It is possible that a condition for your husband to get custody of your children is to not live with you. It is usually for CPS to demand that a spouse divorce the other to obtain custody of the children.
It would be wise to seek legal counsel regarding your case
I am not sure I understand your situation. You should have court appointed counsel who can answer this question. I can only guess and my guess is not legal advice as I do not know the facts.
As Montana has a public policy in favor of marriage, I doubt that a child protection specialist would be allowed to set divorce as a condition for returning children to a parent. However, if the children cannot live with you or be around you, and your husband wants his children back, that would require him to live separate from you when he is with them. A parenting plan that survives the abuse and neglect action could require that he is not to let the children be around you when he has them.
I speculate that the CPS would prefer a divorce because it would be easier to keep the kids away from you - the relationships would be less confusing to authorities.

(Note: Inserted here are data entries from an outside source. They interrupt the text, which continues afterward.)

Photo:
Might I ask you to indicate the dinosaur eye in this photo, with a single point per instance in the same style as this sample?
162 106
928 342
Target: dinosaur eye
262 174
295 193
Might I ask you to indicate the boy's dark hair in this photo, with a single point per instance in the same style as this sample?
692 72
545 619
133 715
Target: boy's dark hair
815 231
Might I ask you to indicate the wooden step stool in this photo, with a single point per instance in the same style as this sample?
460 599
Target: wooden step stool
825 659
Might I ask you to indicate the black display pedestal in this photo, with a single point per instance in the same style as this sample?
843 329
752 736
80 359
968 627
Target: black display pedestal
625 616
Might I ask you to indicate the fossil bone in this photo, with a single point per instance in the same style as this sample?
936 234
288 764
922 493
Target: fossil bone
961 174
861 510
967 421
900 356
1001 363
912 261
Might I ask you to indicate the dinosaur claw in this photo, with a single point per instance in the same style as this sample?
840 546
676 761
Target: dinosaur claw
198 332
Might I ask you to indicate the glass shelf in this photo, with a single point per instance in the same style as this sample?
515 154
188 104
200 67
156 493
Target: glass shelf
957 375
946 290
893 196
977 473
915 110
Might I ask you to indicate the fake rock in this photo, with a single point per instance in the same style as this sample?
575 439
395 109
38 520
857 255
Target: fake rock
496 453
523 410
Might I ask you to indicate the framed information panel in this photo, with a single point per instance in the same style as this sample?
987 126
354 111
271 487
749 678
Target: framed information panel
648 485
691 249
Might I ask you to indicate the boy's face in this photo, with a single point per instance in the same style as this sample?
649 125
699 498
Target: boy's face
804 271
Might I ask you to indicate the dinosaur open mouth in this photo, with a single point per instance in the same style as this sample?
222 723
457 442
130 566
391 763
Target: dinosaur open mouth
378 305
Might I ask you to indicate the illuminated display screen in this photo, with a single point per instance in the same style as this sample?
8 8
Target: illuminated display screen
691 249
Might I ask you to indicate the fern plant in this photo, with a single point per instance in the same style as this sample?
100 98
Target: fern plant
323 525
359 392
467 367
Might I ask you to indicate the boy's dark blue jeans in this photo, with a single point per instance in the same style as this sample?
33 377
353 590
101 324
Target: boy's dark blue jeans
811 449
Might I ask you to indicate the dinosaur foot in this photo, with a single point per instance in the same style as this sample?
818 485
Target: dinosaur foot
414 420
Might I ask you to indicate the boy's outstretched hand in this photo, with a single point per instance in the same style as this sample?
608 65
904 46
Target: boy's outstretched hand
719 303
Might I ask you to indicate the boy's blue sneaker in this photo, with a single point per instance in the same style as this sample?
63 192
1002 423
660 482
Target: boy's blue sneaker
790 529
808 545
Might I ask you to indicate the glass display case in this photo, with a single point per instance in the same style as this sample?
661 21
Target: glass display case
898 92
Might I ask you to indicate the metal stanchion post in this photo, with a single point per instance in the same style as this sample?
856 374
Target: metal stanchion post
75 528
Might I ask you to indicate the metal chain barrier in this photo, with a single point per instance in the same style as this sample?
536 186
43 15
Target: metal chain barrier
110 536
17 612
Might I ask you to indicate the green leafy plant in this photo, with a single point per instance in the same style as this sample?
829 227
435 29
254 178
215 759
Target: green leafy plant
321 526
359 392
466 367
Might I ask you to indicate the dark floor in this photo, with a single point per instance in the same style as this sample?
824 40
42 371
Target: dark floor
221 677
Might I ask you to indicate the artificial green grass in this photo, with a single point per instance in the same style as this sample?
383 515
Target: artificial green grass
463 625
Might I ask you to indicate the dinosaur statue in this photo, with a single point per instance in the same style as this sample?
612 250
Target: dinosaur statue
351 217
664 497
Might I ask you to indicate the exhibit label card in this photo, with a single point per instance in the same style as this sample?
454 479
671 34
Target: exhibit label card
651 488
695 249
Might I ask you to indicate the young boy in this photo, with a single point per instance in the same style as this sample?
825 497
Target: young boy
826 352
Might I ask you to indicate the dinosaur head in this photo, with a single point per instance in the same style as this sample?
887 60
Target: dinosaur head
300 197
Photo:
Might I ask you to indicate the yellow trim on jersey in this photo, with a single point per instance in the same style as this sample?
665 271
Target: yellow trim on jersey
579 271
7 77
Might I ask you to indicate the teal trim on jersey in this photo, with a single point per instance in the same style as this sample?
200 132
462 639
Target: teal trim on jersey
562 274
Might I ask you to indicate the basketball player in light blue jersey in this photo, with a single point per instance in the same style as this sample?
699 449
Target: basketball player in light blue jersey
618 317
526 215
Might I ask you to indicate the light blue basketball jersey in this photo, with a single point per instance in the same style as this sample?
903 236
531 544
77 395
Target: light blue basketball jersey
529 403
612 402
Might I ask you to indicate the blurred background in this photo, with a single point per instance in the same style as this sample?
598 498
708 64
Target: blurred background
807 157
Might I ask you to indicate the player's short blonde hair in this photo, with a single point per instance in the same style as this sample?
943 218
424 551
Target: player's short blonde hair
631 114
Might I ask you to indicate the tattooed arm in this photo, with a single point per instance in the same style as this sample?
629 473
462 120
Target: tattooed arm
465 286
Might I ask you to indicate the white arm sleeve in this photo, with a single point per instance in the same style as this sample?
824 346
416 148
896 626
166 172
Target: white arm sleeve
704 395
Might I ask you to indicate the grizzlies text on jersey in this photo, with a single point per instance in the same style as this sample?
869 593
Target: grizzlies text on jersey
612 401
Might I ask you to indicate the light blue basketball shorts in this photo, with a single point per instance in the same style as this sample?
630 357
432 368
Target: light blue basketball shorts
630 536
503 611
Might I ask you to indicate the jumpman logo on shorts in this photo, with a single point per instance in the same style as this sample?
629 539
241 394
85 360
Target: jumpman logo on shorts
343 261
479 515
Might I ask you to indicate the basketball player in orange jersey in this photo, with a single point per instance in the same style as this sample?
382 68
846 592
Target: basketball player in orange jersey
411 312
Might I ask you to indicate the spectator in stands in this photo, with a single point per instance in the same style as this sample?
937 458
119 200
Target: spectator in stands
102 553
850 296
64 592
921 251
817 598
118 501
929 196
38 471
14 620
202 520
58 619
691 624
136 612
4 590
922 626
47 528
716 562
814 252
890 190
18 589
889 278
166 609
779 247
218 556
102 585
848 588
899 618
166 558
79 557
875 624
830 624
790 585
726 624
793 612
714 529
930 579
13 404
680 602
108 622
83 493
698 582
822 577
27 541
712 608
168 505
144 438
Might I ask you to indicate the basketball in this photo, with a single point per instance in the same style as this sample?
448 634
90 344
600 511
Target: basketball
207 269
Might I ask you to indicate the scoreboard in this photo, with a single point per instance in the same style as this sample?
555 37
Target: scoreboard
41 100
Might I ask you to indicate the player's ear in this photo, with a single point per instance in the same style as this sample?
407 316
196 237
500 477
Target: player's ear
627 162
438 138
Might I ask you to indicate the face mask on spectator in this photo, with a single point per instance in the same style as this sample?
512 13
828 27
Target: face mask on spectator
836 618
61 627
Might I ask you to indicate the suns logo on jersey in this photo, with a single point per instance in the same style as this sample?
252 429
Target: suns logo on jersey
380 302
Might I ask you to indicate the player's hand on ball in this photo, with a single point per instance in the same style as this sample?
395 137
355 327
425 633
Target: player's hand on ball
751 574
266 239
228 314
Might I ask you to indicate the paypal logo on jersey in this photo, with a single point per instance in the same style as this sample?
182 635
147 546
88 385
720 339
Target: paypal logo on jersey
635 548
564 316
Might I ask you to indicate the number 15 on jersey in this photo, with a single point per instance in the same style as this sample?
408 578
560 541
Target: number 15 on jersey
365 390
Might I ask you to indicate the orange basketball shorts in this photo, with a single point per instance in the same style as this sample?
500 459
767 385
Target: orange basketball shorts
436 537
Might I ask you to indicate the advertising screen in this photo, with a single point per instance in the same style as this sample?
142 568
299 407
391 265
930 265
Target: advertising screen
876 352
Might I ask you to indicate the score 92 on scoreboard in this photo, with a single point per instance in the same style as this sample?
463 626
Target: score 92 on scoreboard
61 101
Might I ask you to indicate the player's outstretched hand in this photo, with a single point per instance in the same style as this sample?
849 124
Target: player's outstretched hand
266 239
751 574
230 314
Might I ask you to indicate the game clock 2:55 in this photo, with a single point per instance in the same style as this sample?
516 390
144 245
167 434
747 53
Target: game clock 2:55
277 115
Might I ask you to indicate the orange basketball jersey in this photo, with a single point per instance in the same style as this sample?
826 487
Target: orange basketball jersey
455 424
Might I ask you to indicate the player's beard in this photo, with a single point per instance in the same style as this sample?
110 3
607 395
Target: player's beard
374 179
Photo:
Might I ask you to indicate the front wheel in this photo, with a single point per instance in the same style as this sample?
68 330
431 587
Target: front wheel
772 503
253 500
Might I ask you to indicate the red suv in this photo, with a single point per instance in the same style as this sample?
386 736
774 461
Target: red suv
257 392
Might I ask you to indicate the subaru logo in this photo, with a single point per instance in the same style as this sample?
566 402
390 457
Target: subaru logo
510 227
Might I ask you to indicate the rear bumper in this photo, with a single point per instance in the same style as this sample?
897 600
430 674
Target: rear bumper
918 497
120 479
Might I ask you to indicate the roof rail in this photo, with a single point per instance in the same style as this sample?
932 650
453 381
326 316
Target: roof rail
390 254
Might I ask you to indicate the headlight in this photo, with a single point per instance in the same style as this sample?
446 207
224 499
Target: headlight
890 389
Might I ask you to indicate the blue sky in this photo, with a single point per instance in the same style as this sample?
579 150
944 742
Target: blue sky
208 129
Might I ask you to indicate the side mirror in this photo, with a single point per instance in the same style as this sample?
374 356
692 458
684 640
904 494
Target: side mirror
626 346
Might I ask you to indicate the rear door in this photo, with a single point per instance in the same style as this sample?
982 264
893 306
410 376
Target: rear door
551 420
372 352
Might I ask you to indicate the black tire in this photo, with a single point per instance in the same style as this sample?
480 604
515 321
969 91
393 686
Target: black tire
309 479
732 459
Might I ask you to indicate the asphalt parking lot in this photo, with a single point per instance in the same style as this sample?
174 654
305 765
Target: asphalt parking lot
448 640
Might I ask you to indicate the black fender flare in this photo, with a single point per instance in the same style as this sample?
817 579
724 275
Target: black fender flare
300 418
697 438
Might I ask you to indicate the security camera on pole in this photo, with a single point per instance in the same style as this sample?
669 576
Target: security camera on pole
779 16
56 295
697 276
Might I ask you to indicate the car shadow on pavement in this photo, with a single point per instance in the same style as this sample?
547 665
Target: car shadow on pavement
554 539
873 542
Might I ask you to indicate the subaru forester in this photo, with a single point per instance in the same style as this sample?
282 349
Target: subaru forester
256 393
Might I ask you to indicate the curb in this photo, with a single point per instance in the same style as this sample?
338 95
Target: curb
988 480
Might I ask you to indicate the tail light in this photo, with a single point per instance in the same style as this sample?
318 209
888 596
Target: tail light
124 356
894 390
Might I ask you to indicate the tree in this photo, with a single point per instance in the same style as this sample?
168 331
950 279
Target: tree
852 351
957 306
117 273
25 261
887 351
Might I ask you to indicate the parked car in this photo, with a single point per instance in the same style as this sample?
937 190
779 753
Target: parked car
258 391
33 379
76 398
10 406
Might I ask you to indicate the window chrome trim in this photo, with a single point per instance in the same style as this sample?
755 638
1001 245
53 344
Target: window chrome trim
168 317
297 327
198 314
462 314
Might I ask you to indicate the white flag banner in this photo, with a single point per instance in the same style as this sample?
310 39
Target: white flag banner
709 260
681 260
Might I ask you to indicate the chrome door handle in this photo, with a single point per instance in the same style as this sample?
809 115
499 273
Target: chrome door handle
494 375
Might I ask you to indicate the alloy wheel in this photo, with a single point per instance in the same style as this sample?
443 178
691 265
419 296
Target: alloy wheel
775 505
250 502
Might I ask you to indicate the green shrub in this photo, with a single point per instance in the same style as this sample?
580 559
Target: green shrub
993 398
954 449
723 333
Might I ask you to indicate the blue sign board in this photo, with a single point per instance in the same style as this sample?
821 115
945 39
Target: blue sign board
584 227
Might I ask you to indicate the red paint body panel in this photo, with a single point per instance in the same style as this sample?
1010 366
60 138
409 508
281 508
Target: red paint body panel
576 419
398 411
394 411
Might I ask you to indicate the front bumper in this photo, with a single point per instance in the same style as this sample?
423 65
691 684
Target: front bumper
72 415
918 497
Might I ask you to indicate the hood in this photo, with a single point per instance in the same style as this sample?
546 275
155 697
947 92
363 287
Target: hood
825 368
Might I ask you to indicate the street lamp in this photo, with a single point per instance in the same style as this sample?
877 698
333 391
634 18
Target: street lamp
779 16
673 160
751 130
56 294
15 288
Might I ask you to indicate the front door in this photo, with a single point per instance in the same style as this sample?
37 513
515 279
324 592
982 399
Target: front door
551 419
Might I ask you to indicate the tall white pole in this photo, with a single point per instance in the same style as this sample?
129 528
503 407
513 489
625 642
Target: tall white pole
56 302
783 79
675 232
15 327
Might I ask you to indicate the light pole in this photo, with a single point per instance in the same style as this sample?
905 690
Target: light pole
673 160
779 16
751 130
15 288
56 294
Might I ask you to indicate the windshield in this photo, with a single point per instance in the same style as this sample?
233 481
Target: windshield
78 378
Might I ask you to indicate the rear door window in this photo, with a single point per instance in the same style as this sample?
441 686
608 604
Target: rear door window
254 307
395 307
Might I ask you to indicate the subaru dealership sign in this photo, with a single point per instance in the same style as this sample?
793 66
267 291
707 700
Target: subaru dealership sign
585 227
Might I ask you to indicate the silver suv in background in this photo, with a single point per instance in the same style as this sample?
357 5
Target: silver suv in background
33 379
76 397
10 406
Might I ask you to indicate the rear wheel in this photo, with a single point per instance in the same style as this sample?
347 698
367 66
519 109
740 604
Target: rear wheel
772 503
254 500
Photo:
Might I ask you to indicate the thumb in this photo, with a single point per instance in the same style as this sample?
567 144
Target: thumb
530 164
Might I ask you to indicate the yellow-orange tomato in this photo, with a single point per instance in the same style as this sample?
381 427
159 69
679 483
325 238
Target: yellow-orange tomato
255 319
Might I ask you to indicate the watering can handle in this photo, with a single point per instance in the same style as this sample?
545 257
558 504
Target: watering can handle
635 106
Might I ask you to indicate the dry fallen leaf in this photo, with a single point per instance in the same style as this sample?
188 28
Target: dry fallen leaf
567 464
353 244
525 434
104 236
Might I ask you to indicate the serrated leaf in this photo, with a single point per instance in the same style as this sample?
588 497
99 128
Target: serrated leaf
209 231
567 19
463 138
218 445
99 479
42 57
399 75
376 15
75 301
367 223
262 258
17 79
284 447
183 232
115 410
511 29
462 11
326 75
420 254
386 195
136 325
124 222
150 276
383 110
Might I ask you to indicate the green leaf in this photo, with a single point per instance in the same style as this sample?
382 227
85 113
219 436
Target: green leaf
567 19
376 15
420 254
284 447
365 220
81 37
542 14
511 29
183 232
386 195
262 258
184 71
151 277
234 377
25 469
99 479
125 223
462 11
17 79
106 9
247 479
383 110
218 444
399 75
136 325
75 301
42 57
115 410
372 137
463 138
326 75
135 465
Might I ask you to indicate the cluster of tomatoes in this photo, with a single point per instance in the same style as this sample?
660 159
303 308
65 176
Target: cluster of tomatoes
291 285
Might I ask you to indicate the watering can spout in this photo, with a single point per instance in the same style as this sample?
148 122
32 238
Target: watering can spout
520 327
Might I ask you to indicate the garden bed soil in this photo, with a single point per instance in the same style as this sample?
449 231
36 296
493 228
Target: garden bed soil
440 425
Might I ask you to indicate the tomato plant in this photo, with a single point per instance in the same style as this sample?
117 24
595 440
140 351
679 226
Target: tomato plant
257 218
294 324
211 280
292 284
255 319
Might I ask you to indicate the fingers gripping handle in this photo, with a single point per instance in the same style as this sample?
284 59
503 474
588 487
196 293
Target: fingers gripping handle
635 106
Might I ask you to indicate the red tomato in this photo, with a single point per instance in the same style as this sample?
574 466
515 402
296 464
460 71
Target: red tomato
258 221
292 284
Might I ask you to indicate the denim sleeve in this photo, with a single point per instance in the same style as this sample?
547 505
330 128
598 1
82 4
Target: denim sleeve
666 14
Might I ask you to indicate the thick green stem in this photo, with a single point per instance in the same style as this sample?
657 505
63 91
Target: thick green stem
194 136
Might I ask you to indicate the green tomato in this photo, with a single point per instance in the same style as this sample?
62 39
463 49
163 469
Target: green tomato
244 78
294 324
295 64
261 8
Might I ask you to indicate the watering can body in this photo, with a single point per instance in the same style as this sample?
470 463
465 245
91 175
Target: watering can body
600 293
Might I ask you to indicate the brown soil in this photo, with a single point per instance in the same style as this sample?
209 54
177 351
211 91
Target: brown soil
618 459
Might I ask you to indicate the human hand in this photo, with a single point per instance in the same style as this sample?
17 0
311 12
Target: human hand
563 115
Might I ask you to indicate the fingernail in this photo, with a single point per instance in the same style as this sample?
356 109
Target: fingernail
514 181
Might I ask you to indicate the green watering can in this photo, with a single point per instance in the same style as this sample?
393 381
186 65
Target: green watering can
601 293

DISCLAIMER: The forgoing comment is for general educational purposes only, and is not legal advice upon which the reader may rely as the commenter has no actual knowledge of the facts of the case, has not interviewed persons or examined evidence, and has not researched the applicable law. The comment is based only on the facts provided, which are extremely limited, and may or may not be true. Complete defenses may prevent the success of any claim. Competent legal advice should always be obtained before taking any legal action or filing suit. Readers employ any information provided herein at their own risk.